Sensory and Motor Systems
Author: Juan Esteban Kamienkowski | Email: jkamienk@gmail.com
Juan Esteban Kamienkowski 1°, Nicolás Nieto 3°, Pablo Brusco 2°, Agustin Gravano 4°, Joaquin Ezequiel Gonzalez 1°
1° Instituto de Ciencias de la Computacion (Universidad de Buenos Aires – Consejo Nacional de Investigaciones Cientificas y Tecnicas), Argentina
2° Departamento de Computacion, Facultad de Ciencias Exactas y Naturales, Universidad de Buenos Aires, Argentina
3° Instituto de Investigación en Señales, Sistemas e Inteligencia Computacional, sinc(i) (Universidad Nacional del Litoral – Consejo Nacional de Investigaciones Cientificas y Tecnicas), Argentina
4° Univesidad Torcuato Di Tella, Argentina
When engaged in a conversation, one receives auditory information from the other’s speech but also from the own speech.
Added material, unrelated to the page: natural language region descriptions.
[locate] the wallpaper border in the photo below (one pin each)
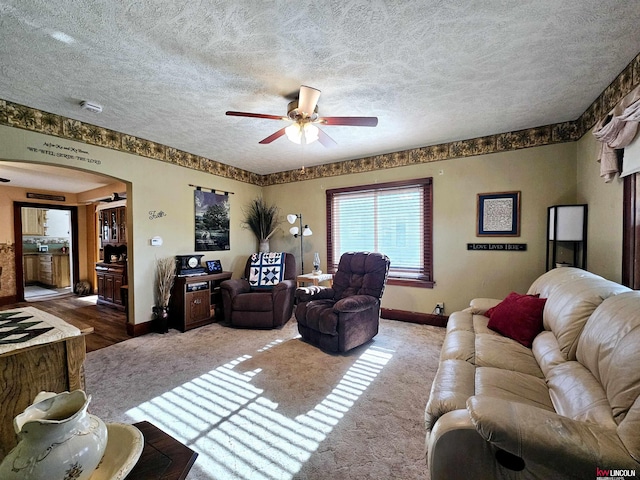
(20, 116)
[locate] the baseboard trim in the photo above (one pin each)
(139, 329)
(11, 299)
(415, 317)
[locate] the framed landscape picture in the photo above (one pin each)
(498, 214)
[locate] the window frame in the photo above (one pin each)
(426, 274)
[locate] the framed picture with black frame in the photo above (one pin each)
(214, 266)
(498, 214)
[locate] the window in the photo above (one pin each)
(393, 218)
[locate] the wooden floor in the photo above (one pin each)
(109, 324)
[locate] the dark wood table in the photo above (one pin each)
(163, 457)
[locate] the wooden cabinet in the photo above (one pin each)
(61, 271)
(52, 367)
(195, 299)
(110, 279)
(34, 221)
(30, 264)
(47, 269)
(113, 226)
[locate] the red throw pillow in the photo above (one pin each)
(518, 317)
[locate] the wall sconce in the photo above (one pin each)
(299, 232)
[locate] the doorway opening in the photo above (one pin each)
(46, 250)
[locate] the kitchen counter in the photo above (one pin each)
(45, 253)
(47, 268)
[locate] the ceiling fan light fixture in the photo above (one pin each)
(294, 133)
(310, 133)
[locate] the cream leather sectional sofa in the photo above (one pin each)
(569, 407)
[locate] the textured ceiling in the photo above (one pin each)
(432, 71)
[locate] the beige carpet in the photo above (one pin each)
(265, 405)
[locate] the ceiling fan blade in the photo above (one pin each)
(255, 115)
(308, 100)
(352, 121)
(273, 136)
(325, 139)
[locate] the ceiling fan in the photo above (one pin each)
(303, 112)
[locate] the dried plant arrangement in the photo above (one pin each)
(261, 219)
(165, 274)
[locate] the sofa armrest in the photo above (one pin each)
(539, 436)
(235, 286)
(479, 306)
(316, 292)
(356, 303)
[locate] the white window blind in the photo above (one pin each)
(392, 218)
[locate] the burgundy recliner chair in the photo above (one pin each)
(249, 307)
(346, 315)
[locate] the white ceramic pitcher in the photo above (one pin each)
(59, 440)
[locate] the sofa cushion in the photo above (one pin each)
(320, 316)
(259, 301)
(513, 386)
(608, 348)
(547, 352)
(570, 305)
(501, 352)
(518, 317)
(577, 394)
(453, 384)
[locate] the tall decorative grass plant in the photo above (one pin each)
(262, 220)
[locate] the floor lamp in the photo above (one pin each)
(299, 232)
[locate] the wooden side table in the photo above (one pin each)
(314, 279)
(163, 457)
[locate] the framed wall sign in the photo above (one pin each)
(498, 214)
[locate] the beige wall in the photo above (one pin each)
(604, 249)
(545, 176)
(548, 175)
(155, 186)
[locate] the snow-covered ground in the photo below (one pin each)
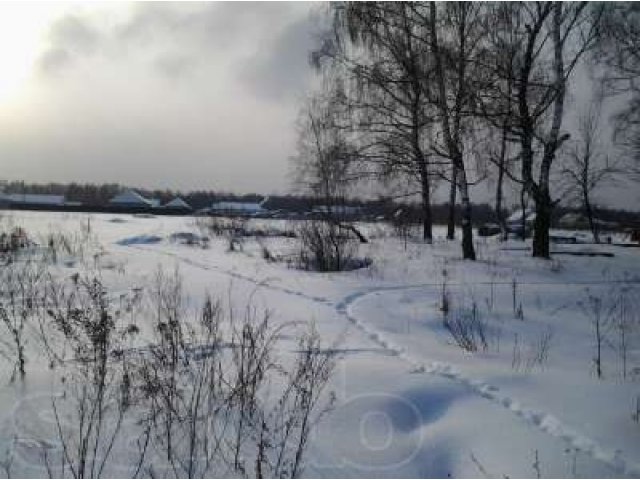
(409, 401)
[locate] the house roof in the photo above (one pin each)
(516, 216)
(177, 203)
(238, 206)
(32, 199)
(131, 197)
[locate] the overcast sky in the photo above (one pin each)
(179, 95)
(170, 95)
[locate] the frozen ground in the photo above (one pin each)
(410, 402)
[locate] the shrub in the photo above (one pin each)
(325, 247)
(467, 329)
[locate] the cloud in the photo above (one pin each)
(183, 95)
(281, 68)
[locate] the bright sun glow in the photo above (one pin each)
(23, 28)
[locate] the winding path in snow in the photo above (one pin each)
(545, 422)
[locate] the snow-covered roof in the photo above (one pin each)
(238, 206)
(131, 197)
(177, 203)
(32, 199)
(339, 209)
(516, 216)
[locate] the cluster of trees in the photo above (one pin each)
(415, 94)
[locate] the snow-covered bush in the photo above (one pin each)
(467, 328)
(328, 247)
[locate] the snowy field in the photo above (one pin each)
(523, 400)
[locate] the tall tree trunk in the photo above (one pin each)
(451, 221)
(542, 224)
(502, 221)
(552, 144)
(523, 219)
(588, 211)
(468, 251)
(427, 221)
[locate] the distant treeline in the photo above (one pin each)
(92, 195)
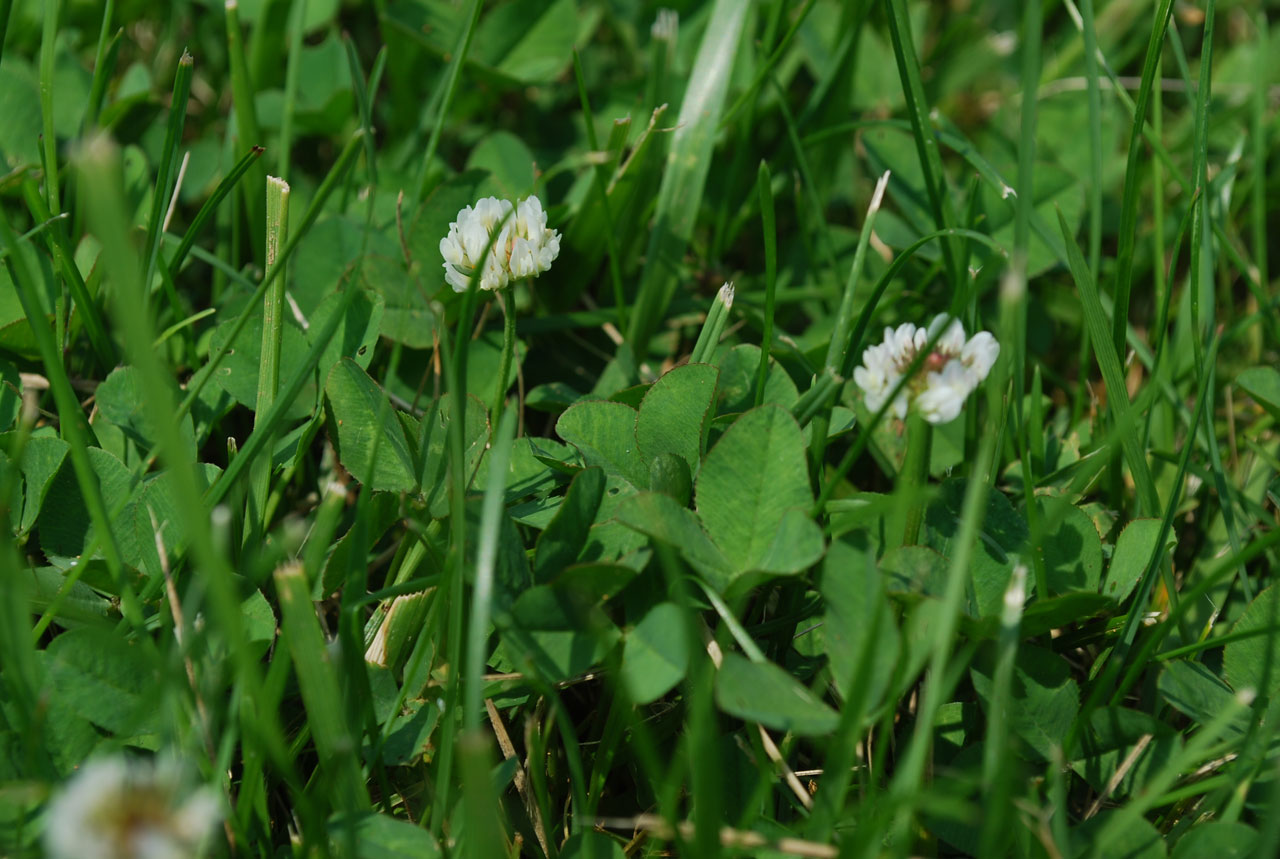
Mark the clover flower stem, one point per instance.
(273, 332)
(506, 300)
(915, 474)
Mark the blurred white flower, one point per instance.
(115, 808)
(522, 246)
(664, 26)
(947, 377)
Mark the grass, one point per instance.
(617, 562)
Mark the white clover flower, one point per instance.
(947, 377)
(115, 808)
(522, 246)
(664, 26)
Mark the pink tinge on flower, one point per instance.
(944, 380)
(521, 243)
(117, 808)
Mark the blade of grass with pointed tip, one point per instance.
(292, 69)
(104, 63)
(5, 12)
(74, 428)
(318, 681)
(602, 200)
(926, 141)
(330, 182)
(101, 182)
(684, 179)
(443, 95)
(487, 556)
(210, 206)
(1129, 202)
(65, 257)
(768, 223)
(164, 174)
(1112, 375)
(49, 140)
(246, 118)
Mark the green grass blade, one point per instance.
(72, 423)
(1112, 375)
(768, 223)
(487, 554)
(685, 177)
(65, 257)
(48, 45)
(443, 96)
(1127, 228)
(292, 73)
(104, 63)
(1095, 108)
(926, 140)
(210, 206)
(318, 681)
(5, 13)
(602, 200)
(164, 173)
(246, 118)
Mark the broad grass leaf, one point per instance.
(554, 633)
(1217, 840)
(1133, 552)
(19, 105)
(364, 420)
(1073, 607)
(561, 543)
(1072, 549)
(1253, 662)
(1193, 690)
(856, 607)
(10, 394)
(749, 481)
(590, 844)
(510, 164)
(380, 836)
(41, 458)
(1139, 840)
(259, 622)
(654, 654)
(429, 446)
(676, 414)
(238, 371)
(915, 570)
(1264, 385)
(158, 517)
(105, 680)
(1001, 538)
(80, 606)
(1114, 735)
(604, 433)
(767, 694)
(122, 398)
(1045, 697)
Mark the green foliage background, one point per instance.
(685, 593)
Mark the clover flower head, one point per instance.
(664, 26)
(521, 247)
(949, 374)
(115, 808)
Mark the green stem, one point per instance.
(915, 474)
(508, 348)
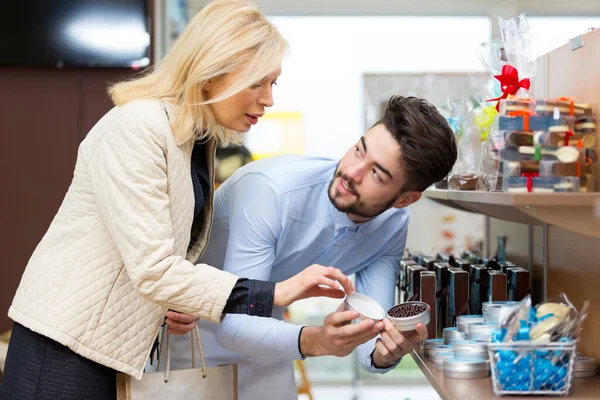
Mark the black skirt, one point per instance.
(38, 368)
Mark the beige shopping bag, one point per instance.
(214, 383)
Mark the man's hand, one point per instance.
(393, 345)
(338, 337)
(314, 281)
(180, 324)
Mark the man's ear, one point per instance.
(406, 199)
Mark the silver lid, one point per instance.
(433, 354)
(462, 365)
(470, 346)
(429, 343)
(469, 318)
(496, 304)
(365, 306)
(440, 357)
(440, 349)
(452, 333)
(482, 327)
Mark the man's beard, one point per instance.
(357, 207)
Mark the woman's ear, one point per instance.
(208, 85)
(406, 199)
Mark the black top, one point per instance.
(248, 296)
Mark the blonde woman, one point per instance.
(120, 252)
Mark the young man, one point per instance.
(275, 217)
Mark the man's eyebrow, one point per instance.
(385, 171)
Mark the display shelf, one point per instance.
(460, 389)
(574, 212)
(441, 196)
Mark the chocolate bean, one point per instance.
(407, 310)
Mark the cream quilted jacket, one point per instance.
(116, 255)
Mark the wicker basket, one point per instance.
(525, 368)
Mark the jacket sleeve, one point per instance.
(128, 173)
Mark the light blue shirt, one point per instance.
(272, 219)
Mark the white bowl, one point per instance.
(365, 306)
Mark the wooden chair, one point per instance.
(304, 387)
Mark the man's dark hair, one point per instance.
(427, 144)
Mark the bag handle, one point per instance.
(194, 333)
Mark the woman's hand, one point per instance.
(314, 281)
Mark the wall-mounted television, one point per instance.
(74, 33)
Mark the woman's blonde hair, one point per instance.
(226, 36)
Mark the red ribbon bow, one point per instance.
(510, 83)
(530, 176)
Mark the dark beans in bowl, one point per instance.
(407, 310)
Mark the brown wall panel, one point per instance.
(44, 115)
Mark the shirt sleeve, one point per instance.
(378, 281)
(253, 223)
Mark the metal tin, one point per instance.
(429, 344)
(410, 323)
(365, 306)
(471, 350)
(585, 367)
(458, 368)
(435, 350)
(453, 334)
(463, 321)
(481, 331)
(438, 360)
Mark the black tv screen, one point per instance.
(64, 33)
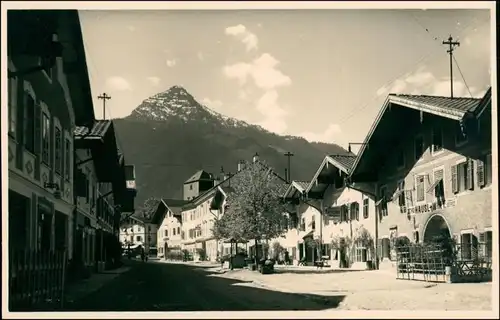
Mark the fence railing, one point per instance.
(36, 279)
(430, 262)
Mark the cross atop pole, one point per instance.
(288, 154)
(451, 45)
(104, 97)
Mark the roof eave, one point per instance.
(451, 114)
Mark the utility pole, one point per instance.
(451, 44)
(288, 154)
(104, 97)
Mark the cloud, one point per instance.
(171, 63)
(246, 37)
(274, 114)
(155, 81)
(262, 70)
(332, 134)
(212, 104)
(118, 83)
(424, 82)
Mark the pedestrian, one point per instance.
(287, 257)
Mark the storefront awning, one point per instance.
(434, 185)
(309, 234)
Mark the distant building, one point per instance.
(198, 183)
(136, 231)
(168, 219)
(428, 159)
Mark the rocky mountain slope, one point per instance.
(170, 135)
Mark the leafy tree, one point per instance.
(255, 208)
(147, 209)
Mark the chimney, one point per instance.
(255, 157)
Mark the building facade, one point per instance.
(48, 86)
(168, 219)
(439, 180)
(136, 231)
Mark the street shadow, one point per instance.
(156, 287)
(317, 271)
(251, 298)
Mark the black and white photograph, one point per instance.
(223, 159)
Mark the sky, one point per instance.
(319, 74)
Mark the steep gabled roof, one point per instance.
(224, 186)
(199, 175)
(342, 162)
(456, 108)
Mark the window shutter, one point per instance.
(37, 129)
(454, 178)
(480, 174)
(470, 174)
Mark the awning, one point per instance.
(333, 211)
(309, 234)
(434, 185)
(379, 202)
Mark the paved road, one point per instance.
(155, 286)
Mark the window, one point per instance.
(360, 255)
(460, 137)
(58, 151)
(29, 124)
(401, 161)
(484, 171)
(67, 159)
(382, 202)
(420, 188)
(439, 186)
(45, 138)
(47, 63)
(303, 224)
(365, 208)
(462, 176)
(419, 147)
(12, 101)
(486, 240)
(344, 213)
(437, 140)
(354, 208)
(468, 246)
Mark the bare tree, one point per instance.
(255, 209)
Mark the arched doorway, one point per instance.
(436, 229)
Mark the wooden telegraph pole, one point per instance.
(104, 97)
(451, 45)
(289, 155)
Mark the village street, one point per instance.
(159, 286)
(156, 286)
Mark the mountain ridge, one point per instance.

However, this information is processed differently by an effect called Speech-Induced Suppression (SIS). Here, we studied brain representation of acoustic properties of speech in natural unscripted dialogues, using concurrent electroencephalography (EEG) and high-quality speech recordings from both speakers. Firstly, we reproduced a broad range of previous findings on listening to another’s speech using encoding techniques from different speech features (spectrogram, envelope, phonemes, etc). Moreover, we achieved better performance when predicting the EEG signal even in a complex scenario such as natural dialogues, in particular in the theta band. Secondly, we found no response when listening to oneself on different frequency bands, evidencing a strong effect of SIS. The present work shows that this mechanism is present, and even stronger, during natural dialogues. Furthermore, the methodology presented here opens the possibility of a deeper understanding of the related mechanisms in a wider range of contexts and an increasing complexity in speech features.